Founding Agreement Essentials:

  • Dissolution plan
  • Entity agreements
  • Non-Disclosure Agreements
  • Operating agreement
  • Non-Competes
  • Equity Distributions
  • Intellectual Property and Trademark Agreements

Dissolution Plan:

The cannabis industry is increasingly fast-paced, extremely competitive, has several gray-area rules and a lot on the line. As a result, business situations can get tense and lead to dissolution. Most entrepreneurs don’t like to think of dissolutions in advance. It’s sort of like a business pre-nuptial agreement. It can put a damper on the “romance” and optimism that typically characterizes entrepreneurship. If the worst happens, however, it helps to protect your assets, your labor, and your interest in advance.

Entity Agreements: 

There are several options to choose from when it comes to business structures. In the cannabis sector, some states mandate particular structures such as a nonprofit. Others allow for-profit entities. Research local laws as it relates to allowable business structures in advance.

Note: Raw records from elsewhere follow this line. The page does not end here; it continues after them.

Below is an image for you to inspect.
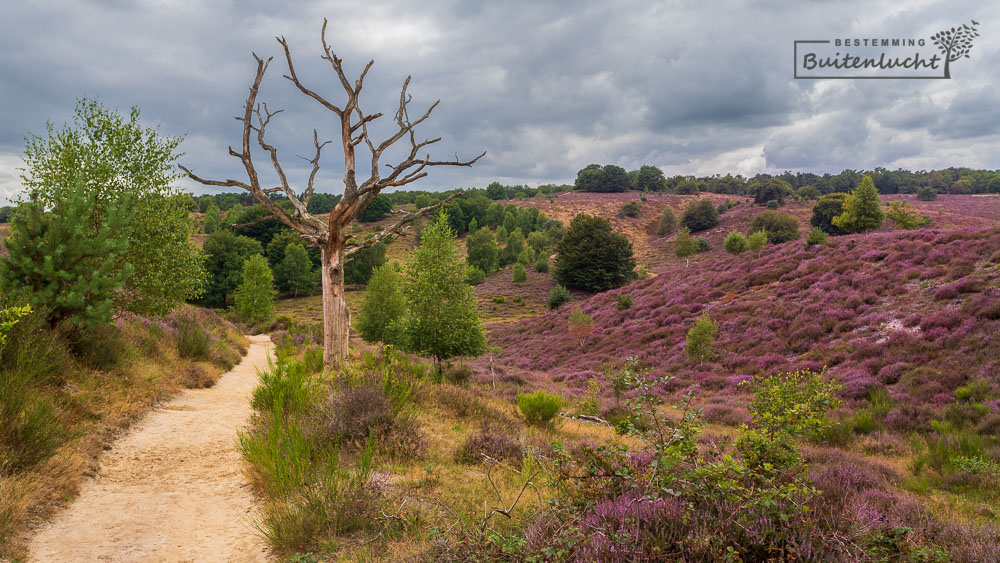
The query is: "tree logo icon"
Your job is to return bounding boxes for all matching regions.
[931,20,979,78]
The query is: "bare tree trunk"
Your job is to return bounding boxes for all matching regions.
[320,245,351,367]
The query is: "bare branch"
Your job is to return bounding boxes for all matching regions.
[344,190,463,261]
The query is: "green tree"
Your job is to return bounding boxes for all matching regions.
[0,182,132,331]
[750,211,800,244]
[274,243,319,297]
[357,262,407,349]
[204,203,222,235]
[656,205,677,236]
[202,229,264,308]
[684,313,719,362]
[21,98,205,315]
[233,254,274,324]
[681,199,719,233]
[674,227,698,267]
[722,231,747,254]
[465,227,500,274]
[809,193,847,236]
[747,231,767,256]
[406,213,486,373]
[635,165,667,192]
[833,176,885,233]
[553,213,636,291]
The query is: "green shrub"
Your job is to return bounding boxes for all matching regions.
[517,391,562,426]
[465,266,486,285]
[806,227,829,248]
[656,206,677,236]
[681,199,719,232]
[547,285,573,309]
[618,201,642,217]
[535,254,549,274]
[511,262,528,283]
[722,231,747,254]
[684,313,719,362]
[750,211,800,244]
[917,186,937,201]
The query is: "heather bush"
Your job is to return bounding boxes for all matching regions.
[546,285,573,309]
[722,231,747,254]
[680,199,719,232]
[517,391,562,426]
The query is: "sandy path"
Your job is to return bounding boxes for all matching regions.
[31,336,271,562]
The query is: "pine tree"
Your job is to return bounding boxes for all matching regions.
[833,176,885,233]
[406,213,486,373]
[0,182,132,330]
[357,262,407,349]
[233,254,274,324]
[274,247,319,297]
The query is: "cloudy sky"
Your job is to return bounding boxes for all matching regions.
[0,0,1000,203]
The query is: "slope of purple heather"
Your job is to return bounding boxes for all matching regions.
[482,227,1000,429]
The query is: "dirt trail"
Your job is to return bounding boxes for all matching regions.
[31,336,271,562]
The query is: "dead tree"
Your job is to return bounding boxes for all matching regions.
[187,19,486,366]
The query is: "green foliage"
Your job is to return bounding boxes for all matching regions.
[674,227,698,258]
[535,254,549,274]
[656,205,677,236]
[358,194,392,223]
[204,203,222,235]
[546,284,573,309]
[917,186,937,201]
[511,262,528,283]
[618,201,642,217]
[0,182,132,330]
[747,231,767,256]
[465,227,500,274]
[885,201,930,230]
[722,231,747,254]
[750,211,801,244]
[21,98,205,315]
[833,176,885,233]
[554,213,635,291]
[406,214,486,372]
[356,263,408,348]
[517,391,562,426]
[274,243,319,297]
[203,229,264,307]
[809,193,847,236]
[681,199,719,233]
[684,313,719,362]
[806,227,830,248]
[574,164,632,192]
[465,266,486,285]
[233,254,274,324]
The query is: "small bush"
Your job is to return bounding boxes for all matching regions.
[512,262,528,283]
[517,391,562,426]
[535,254,549,274]
[806,227,830,248]
[547,285,573,309]
[618,201,642,217]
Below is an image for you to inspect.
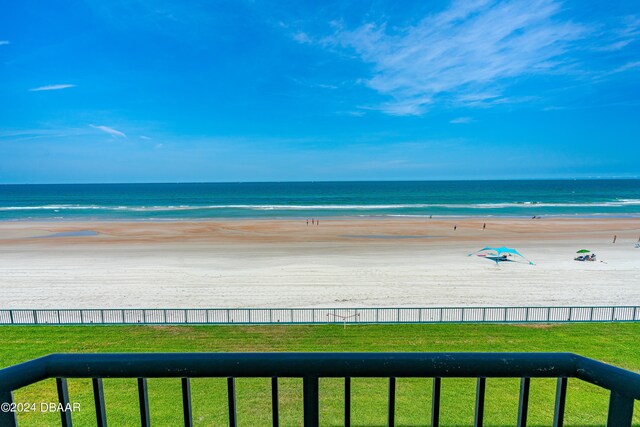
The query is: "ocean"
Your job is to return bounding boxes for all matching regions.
[0,179,640,221]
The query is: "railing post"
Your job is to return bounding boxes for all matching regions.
[431,377,442,427]
[387,377,396,427]
[517,377,531,427]
[182,378,193,427]
[0,390,18,427]
[227,377,238,427]
[91,378,107,427]
[553,377,567,427]
[56,378,73,427]
[344,377,351,427]
[138,378,150,427]
[302,377,320,427]
[473,377,487,427]
[271,377,280,427]
[607,391,633,427]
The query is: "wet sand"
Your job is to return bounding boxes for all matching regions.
[0,218,640,308]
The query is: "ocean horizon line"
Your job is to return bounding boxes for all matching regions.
[0,175,640,186]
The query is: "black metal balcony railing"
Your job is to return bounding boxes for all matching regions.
[0,353,640,427]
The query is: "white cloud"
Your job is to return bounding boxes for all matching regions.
[29,84,76,92]
[293,31,311,44]
[449,117,473,125]
[89,125,127,138]
[324,0,587,115]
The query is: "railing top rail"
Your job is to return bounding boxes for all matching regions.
[0,353,640,399]
[0,305,640,311]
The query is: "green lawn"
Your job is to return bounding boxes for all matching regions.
[0,323,640,427]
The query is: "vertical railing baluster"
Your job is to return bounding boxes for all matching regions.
[0,390,18,427]
[553,377,567,427]
[91,378,107,427]
[387,377,396,427]
[138,378,150,427]
[56,378,73,427]
[607,391,633,427]
[473,377,487,427]
[344,377,351,427]
[431,377,442,427]
[518,377,531,427]
[182,378,193,427]
[271,377,280,427]
[227,377,238,427]
[302,377,320,427]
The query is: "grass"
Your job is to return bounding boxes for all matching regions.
[0,323,640,426]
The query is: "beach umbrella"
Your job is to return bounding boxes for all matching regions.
[469,246,534,265]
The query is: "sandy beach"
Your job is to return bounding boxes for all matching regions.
[0,218,640,308]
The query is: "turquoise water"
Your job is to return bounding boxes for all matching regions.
[0,180,640,221]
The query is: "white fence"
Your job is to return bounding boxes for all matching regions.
[0,306,640,325]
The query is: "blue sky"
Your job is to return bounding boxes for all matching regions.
[0,0,640,183]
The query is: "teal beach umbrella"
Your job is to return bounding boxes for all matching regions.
[469,246,535,265]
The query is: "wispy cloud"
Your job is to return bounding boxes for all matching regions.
[89,125,127,138]
[291,31,311,44]
[29,84,76,92]
[449,117,473,125]
[323,0,588,115]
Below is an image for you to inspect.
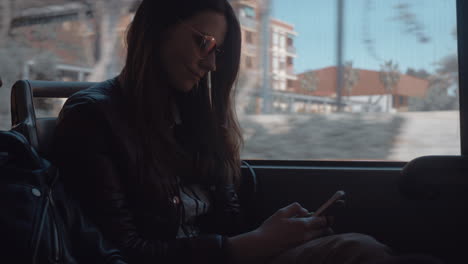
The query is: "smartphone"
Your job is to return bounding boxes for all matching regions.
[312,190,346,216]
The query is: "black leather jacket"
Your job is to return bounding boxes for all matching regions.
[52,79,240,263]
[0,131,125,264]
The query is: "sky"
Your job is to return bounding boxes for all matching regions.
[271,0,457,73]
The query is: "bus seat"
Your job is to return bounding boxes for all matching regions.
[11,80,95,159]
[11,80,257,226]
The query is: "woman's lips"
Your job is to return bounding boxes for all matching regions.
[187,67,203,82]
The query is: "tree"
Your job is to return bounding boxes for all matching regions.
[379,60,400,112]
[407,58,459,111]
[343,61,359,99]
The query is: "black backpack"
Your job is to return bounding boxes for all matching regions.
[0,131,123,263]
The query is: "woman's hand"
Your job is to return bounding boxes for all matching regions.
[228,203,332,263]
[256,203,330,254]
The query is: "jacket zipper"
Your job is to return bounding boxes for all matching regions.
[48,189,61,262]
[31,193,49,264]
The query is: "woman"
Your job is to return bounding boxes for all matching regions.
[52,0,394,263]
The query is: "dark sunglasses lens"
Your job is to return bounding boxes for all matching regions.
[200,36,216,56]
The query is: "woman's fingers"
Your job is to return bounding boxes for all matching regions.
[303,228,333,242]
[276,202,309,218]
[302,216,328,229]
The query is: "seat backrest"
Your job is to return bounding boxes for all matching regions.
[11,80,95,158]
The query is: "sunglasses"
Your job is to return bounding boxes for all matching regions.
[179,19,223,58]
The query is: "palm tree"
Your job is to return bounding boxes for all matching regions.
[379,60,401,112]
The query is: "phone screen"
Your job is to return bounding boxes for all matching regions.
[313,191,345,216]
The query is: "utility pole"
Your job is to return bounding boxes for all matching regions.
[336,0,344,112]
[261,0,272,114]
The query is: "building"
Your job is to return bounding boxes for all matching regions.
[230,0,298,113]
[293,66,429,112]
[270,19,297,91]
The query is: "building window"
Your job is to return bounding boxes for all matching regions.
[280,35,286,49]
[273,32,279,47]
[240,6,255,18]
[273,56,279,71]
[245,56,253,68]
[245,31,253,44]
[287,37,294,47]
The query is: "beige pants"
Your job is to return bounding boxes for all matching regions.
[270,233,390,264]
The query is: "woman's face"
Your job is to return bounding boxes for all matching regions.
[161,11,227,92]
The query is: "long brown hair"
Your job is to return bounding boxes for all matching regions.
[119,0,242,202]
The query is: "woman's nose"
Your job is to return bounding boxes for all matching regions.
[200,52,216,71]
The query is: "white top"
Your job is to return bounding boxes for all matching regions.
[177,184,211,238]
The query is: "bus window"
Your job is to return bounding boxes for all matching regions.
[0,0,460,161]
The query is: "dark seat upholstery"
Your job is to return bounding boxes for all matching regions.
[11,80,257,224]
[11,80,95,158]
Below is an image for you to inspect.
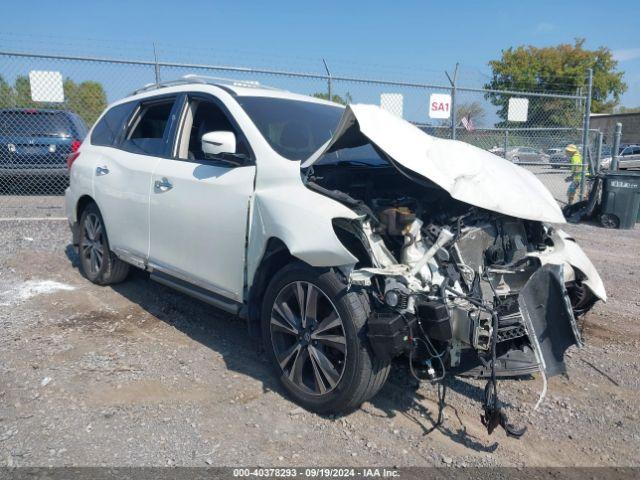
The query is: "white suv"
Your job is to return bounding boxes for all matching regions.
[66,77,606,424]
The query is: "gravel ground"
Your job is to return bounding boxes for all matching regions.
[0,215,640,466]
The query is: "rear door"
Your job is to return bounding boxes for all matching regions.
[149,94,255,301]
[94,95,179,264]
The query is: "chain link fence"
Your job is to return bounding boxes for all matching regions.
[0,52,599,217]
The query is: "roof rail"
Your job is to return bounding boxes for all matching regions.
[130,74,280,95]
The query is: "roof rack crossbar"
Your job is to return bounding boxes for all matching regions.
[131,74,280,95]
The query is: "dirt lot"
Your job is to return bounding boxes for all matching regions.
[0,215,640,466]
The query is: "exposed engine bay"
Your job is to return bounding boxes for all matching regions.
[305,159,599,436]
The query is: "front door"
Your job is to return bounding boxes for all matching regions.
[93,97,176,261]
[149,96,255,301]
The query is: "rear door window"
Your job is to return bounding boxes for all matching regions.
[121,98,175,155]
[91,102,137,147]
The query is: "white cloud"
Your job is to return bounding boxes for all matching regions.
[613,48,640,62]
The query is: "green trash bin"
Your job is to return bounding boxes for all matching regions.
[600,171,640,230]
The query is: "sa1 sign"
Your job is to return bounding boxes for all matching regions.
[429,93,451,118]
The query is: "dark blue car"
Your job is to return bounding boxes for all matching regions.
[0,108,87,182]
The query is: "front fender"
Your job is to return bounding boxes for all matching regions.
[247,179,358,285]
[530,228,607,302]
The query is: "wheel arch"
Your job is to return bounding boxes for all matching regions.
[71,194,100,245]
[247,237,300,338]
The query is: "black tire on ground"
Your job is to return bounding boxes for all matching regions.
[78,203,129,285]
[600,213,620,228]
[261,262,390,413]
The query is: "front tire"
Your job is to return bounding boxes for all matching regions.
[262,262,390,413]
[78,203,129,285]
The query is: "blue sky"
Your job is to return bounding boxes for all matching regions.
[0,0,640,107]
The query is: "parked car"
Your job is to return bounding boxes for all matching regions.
[507,147,549,163]
[0,108,87,182]
[65,77,606,424]
[600,145,640,170]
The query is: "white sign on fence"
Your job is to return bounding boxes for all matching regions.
[380,93,404,118]
[507,98,529,122]
[29,70,64,103]
[429,93,451,118]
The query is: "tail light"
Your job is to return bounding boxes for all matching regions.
[67,140,82,170]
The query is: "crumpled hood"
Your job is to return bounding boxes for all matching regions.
[302,105,565,223]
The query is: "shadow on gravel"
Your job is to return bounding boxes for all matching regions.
[364,370,498,453]
[65,245,498,452]
[65,245,285,396]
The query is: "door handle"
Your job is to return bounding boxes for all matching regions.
[153,177,173,192]
[96,165,109,177]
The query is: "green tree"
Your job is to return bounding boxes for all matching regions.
[312,92,353,105]
[63,78,107,126]
[456,101,486,128]
[613,106,640,113]
[485,39,627,126]
[0,76,13,108]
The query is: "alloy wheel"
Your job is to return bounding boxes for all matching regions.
[269,281,347,395]
[80,213,105,275]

Non-Disclosure Agreements:

Non-Disclosure agreements are beneficial for ensuring that your trade secrets are not spread on the open market. These agreements, however, have to specify what in particular is not allowed to be disclosed in order to be effective.

Operating Agreements: 

Operating agreements and standard operating procedures often lay out to all partners involved how you will conduct your business. It can cover everything from safety plans, payment of dividends, roles, expectations and more. It often has equity distributions within this document, however, equity agreements can be managed outside of the agreement.

Non-Competes:

In case a partner leaves your partnership, you may want to ensure that you have a clause that prevents you from competing against each other for a set period of time. Non-competes are also important for any sensitive business conversations where you will be divulging enough information to make your business vulnerable to competition.

Equity Distribution:

It is critically important to understand how equity will work. While traditional partnerships require capital investments up front from partners, not all business arrangements require capital for equity. If there is a non-capital requirement in exchange for equity (sweat equity) detail the expectations for what the person will do for equity. Choose a method for determining their value and their expectations up front.

Intellectual Property and Trademark Agreements:

Be sure to protect your business with appropriate patents, trademark, and copyright agreements. In case of dissolution, detail in your operating agreement who will retain the intellectual property.

Teamwork Makes the Dream Work

The most important part of the partnership is the dynamic of the personalities and the ability to work together in good times and bad ones. If the team shares the same vision, work ethic, and understandings on how to treat each other when things get tough, it is far easier than going down the road competing with competitors and partners.

The road to cannabis entrepreneurship is paved with broken partnerships. Strong foundational documents are the difference between rescue and ruin. Litigation is expensive and getting cooperation from bitter partners to sign documents retroactively is a challenge. Protect yourself early.